Recently deceased Dr Beat Richner was a blood-money or both kind of guy.
He was never hesitant to push for donations of money to shore up his stable of hospitals and to seek donations for the blood banks which saved many children’s lives.
Those who helped him he charmed and wooed, and those who stood in his way he castigated.
To some he was a hero, to others a dictatorial curmudgeon.
But either way, there’s no denying he was an amazing man who has left behind an amazing legacy.
This was a man who started out as a young pediatrician in Switzerland, and who, billed as ‘Beatocello,’ also performed as a cello-playing stage-clown singing comical songs.
This same man went on to use his ‘wife’ – as he called his cello –to raise millions of dollars for hospitals to heal hundreds of thousands of children.
This was a man whose hospitals had provided free medical care to around 85 percent of Cambodia’s pediatric patients, and at the time of his untimely death employed 2,345 staff, cost about $43 million annually to run, and provided medical checkups and treatment to between 2,500 and 3,000 patients daily.
This was the same man who came under fire from major organisations such as the World Health Organization, government ministers and Princess Margaret, and who was constantly reviled by the NGO set in his ‘hometown’ of Siem Reap, where he began his fund-raising concerts in 1999.
Richner was a genius at raising donations and a genius at building and running hospitals, but a dud at dealing diplomatically with those who opposed him, and quick to lash back in anger at detractors.
But in keeping with new knowledge about the make-up of geniuses, Richner was flawed: research shows that geniuses tend to have three strong personality traits: autonomy, openness, and persistence. Each attribute can also have downsides – on the dark side geniuses can become arrogant, narcissistic and engage in oppositional or antisocial behavior.
Initially hailed a “miracle maker” in the local press in 1993, his fall from grace seriously got under way in the wake of a terrible grenade attack in Phnom Penh on March 30, 1997, when at least 15 people died and many were wounded.
Richner unleashed hate when he refused to admit injured from the attack into his children’s hospital and was sternly admonished by the likes of WHO. Unrepentant, he wrote a detailed letter to the King and the prime ministers (there were two PMs in 1997).
“Kantha Bopha has no facilities and no means to treat either wounded adults nor wounded children,” he wrote.
“Unfortunately, some people are abusing the drama of the bombs, even people of the press, not the Cambodian but the expatriate press, thinking they have the right to insult Kantha Bopha, the only expatriate NGO project in the health sector which is really working in Cambodia with a never seen efficiency without corruption.”
Later, when criticised – perhaps unfairly – for spending up big on expensive western-style equipment for his hospitals he hit back at two detractors: WHO and UNICEF.
In December 1999, he filed a “quixotic lawsuit,” in the International Court of Justice charging WHO and UNICEF with crimes against humanity and violation of the Convention on the Rights of the Child. He also took on Princess Ann when she criticised his putative indulgence for expensive equipment.
“When I got my first CT machine in Cambodia 10 years ago, there was an outcry from the WHO and UNICEF,” he told the Financial Times in 2009. “They said it was stupid to spend so much money on this machine.
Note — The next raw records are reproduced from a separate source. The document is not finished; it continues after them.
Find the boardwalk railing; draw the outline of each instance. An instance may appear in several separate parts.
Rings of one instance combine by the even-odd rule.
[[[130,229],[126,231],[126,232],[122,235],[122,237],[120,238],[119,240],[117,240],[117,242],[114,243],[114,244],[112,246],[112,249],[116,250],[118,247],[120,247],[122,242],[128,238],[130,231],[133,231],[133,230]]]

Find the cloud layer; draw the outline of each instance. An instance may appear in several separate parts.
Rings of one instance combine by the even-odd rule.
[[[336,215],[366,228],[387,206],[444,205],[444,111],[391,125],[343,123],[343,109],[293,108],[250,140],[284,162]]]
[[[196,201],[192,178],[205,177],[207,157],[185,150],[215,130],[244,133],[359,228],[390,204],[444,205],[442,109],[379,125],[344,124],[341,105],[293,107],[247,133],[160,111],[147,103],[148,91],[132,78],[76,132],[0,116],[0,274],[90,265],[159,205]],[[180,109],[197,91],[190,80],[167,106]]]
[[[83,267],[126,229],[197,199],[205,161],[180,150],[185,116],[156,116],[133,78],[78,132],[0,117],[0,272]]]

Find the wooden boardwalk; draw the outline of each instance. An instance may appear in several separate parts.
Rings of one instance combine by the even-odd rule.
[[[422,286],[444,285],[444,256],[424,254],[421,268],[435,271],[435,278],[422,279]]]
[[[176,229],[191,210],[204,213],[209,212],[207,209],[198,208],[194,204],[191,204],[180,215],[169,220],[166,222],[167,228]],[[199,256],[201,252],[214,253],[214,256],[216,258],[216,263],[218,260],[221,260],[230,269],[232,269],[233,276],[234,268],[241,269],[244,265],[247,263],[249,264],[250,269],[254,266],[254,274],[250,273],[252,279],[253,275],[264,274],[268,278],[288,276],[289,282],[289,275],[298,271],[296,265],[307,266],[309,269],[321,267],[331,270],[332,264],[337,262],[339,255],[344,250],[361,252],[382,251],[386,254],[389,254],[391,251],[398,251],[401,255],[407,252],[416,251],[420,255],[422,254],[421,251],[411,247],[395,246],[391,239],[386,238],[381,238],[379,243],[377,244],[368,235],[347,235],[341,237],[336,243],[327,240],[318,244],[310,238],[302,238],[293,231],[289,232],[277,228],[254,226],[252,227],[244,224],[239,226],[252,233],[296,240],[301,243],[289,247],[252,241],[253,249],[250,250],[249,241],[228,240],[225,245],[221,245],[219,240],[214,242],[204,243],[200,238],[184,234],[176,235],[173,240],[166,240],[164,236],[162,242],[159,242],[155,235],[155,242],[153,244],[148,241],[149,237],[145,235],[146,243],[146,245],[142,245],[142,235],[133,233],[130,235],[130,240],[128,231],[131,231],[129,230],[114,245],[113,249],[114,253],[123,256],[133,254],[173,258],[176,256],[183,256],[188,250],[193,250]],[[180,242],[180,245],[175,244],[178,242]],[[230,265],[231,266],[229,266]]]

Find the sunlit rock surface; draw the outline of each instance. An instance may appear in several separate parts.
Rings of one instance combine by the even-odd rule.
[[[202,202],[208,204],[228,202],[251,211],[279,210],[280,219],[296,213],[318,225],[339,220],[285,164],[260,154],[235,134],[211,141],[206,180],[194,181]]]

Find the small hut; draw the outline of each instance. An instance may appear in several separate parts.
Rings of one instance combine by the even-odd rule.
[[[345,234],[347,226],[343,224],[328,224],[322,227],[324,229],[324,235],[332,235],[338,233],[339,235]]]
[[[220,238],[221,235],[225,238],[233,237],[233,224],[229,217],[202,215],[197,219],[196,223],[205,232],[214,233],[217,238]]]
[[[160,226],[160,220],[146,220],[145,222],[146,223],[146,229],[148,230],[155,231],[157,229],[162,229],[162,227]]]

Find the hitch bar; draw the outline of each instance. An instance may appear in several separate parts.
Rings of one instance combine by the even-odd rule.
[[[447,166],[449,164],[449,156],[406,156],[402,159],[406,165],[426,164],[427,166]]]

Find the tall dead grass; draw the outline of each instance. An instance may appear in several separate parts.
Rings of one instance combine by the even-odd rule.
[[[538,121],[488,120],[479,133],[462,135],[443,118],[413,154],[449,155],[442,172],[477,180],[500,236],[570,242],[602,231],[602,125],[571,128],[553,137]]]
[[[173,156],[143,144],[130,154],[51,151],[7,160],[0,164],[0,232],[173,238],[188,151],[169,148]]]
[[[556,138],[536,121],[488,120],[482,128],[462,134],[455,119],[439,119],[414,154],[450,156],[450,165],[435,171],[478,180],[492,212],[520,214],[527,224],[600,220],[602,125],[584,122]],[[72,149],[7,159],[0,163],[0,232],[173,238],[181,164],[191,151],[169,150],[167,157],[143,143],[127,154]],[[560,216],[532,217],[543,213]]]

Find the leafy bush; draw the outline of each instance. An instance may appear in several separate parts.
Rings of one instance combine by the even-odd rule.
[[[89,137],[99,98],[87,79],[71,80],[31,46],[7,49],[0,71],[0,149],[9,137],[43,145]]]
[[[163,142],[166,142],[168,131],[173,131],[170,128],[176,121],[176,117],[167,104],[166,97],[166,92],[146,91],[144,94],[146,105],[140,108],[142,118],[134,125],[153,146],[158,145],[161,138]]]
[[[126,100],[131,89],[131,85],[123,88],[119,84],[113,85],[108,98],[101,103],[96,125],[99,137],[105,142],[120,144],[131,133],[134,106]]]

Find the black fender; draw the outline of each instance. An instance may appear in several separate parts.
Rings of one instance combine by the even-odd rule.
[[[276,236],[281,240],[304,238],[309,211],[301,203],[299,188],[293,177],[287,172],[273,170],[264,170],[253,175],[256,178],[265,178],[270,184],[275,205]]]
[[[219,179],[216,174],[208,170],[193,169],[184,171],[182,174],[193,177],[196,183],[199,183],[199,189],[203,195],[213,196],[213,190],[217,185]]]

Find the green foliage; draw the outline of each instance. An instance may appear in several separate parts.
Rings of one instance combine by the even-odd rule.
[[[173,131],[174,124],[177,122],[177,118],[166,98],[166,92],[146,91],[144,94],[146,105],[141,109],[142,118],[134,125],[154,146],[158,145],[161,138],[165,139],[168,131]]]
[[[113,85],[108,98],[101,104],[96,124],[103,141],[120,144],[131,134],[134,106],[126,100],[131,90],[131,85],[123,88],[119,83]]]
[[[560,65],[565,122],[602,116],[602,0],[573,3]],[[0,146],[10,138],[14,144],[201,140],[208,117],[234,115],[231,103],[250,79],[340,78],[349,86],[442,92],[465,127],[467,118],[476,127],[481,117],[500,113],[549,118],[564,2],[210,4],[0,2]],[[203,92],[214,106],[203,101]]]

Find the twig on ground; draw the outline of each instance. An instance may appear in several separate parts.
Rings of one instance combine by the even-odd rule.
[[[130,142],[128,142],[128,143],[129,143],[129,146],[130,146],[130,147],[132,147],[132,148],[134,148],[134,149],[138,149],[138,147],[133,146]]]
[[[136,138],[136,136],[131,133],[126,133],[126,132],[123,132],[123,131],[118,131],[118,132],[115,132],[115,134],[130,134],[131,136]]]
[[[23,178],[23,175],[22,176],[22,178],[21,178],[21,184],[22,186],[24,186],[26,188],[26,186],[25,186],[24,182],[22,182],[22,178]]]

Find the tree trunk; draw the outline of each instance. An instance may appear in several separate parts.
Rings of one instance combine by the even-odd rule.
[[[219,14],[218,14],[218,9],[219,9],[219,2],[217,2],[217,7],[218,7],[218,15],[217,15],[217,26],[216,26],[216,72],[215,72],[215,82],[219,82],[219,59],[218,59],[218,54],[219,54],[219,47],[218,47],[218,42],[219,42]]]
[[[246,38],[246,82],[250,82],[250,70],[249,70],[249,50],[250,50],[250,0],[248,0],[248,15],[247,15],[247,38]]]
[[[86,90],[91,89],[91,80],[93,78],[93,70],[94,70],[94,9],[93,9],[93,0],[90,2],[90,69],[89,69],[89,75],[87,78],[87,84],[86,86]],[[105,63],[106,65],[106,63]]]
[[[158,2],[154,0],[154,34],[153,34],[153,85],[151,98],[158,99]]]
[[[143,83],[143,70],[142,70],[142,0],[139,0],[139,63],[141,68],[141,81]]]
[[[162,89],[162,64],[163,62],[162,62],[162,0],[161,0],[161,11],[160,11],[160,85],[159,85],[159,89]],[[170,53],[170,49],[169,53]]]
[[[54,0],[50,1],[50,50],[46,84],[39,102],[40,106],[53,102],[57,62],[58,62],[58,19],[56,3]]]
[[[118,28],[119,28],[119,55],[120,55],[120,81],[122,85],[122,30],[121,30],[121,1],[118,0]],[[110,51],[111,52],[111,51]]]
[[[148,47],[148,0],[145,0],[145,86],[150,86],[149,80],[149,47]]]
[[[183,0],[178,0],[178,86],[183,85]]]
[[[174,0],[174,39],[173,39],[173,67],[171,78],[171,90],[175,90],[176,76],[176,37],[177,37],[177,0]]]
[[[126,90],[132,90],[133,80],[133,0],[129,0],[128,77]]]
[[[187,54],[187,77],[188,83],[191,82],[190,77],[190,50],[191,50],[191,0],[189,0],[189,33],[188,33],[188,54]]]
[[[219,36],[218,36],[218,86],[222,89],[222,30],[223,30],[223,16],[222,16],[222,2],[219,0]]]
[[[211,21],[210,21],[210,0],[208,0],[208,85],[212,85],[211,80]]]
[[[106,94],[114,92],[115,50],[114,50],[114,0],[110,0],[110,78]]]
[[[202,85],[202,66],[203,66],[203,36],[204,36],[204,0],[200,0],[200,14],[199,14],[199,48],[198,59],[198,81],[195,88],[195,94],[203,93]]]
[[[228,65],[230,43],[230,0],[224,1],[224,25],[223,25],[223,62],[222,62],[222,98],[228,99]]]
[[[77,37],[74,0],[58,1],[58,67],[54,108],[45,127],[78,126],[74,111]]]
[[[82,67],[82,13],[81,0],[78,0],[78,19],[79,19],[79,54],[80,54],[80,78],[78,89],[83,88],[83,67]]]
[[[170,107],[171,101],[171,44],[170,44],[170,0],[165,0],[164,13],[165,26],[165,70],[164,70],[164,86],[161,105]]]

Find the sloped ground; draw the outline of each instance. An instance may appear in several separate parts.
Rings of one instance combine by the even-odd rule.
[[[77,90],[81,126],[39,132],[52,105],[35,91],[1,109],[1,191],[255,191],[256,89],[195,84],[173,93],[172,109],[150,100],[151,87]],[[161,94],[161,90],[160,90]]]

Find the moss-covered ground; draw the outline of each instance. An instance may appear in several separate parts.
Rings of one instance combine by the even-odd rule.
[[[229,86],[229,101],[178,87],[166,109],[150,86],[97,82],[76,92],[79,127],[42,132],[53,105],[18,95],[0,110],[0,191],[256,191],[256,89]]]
“Princess Anne came here a few years ago as president of Save the Children UK. I showed her our laboratory and she said that we must not have such hi-tech machines in such a poor country. ‘You must work on the base and Cambodian people must learn how to wash their hands first,’ she said.
“Then, when I showed her our new maternity ward, she told me it’s better to offer birth control than maternity care – but this was stupid. There was a genocide here so there’s no problem with overpopulation.”
He wasn’t worried about attacking government agencies either – he had several stoushes with the Health Ministry over the running of his hospitals which were only resolved in his favour with the intervention of the King.
Richner was also condemned for his allegedly-dictatorial methods of preventing AIDS spreading through the children’s hospitals, but he hit back saying his drive to cut the rate of transmission between HIV-infected mothers and their newborn children was a huge success. He claimed the normal mother-to-child HIV transmission rate in Cambodia at the time was 40 percent, but at Siem Reap’s Jayavarman VII hospital he reduced it to under 5 percent by performing caesarean sections, treating mothers and their children with anti-retroviral drugs, and demanding that mothers stop breast-feeding.
And so the arguments went, but now, with the passing of Richner and the passing of time, all the charges against him, all the condemnations, all the outrage will become mere piss in the wind – as they say.
What will live on will be the memory of his achievements, the hospitals he built, and perhaps even the memory of the mournful strains of his cello playing.
More importantly, what will also live on are the hundreds of thousands of children and mothers who he birthed, cured and saved. And they will live in through their offspring and the beat goes on.